What set operations does Python support, and where are they practically useful in data work?
Python sets support union, intersection, difference, and symmetric difference as both operators and methods, all running in O(min(m,n)) to O(m+n) time. They are useful for deduplication, membership testing in large collections, and computing overlaps between datasets — operations that would be expensive with lists.
How to think about it
Set operations are a one-liner solution to a whole class of data problems: find what two user cohorts have in common, what records exist in one dataset but not another, which IDs appear in both a training set and a test set. The syntax is concise and the performance is genuinely good — O(1) membership testing makes sets dramatically faster than lists for anything that involves repeated lookups.

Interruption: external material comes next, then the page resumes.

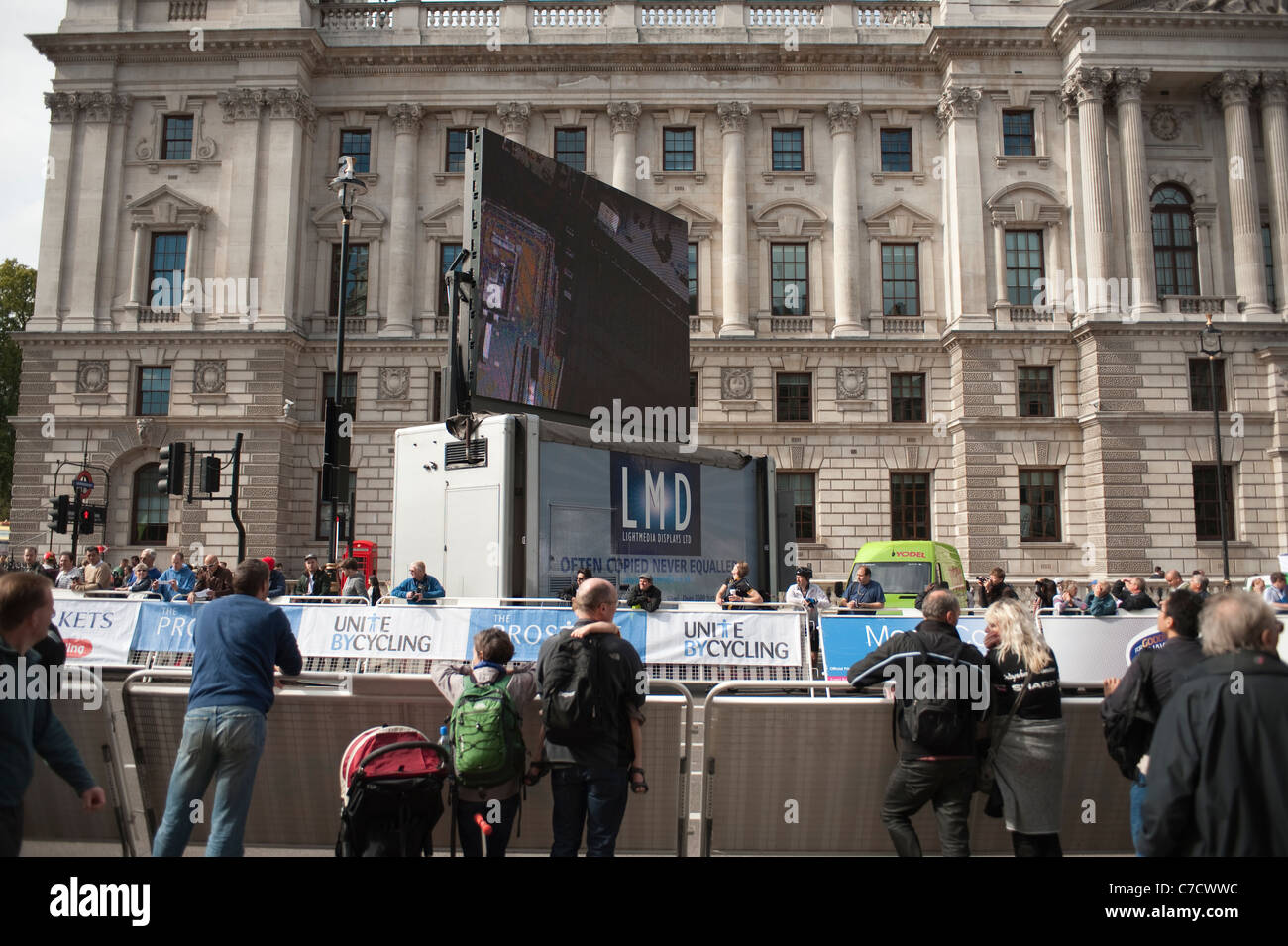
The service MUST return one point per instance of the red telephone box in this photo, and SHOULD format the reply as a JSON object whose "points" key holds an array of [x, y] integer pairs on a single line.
{"points": [[366, 553]]}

All the operations with real data patterns
Operators vs methods — which to prefer
The operator syntax (|, &, -, ^) is concise and readable but requires both operands to be sets. The method equivalents (union, intersection, etc.) accept any iterable, which makes them more flexible when one side hasn’t been converted yet:
# This works even though [5, 6] is a list, not a set
a.union([5, 6]) # {1, 2, 3, 4, 5, 6}
a | [5, 6] # TypeError
Subset and superset checks
{1, 2} <= {1, 2, 3} # True — subset (or equal)
{1, 2} < {1, 2, 3} # True — proper subset (strictly smaller)
{1, 2, 3} >= {1, 2} # True — superset
These are handy for feature flag validation, permission checking, or confirming that a required set of columns is present in a DataFrame.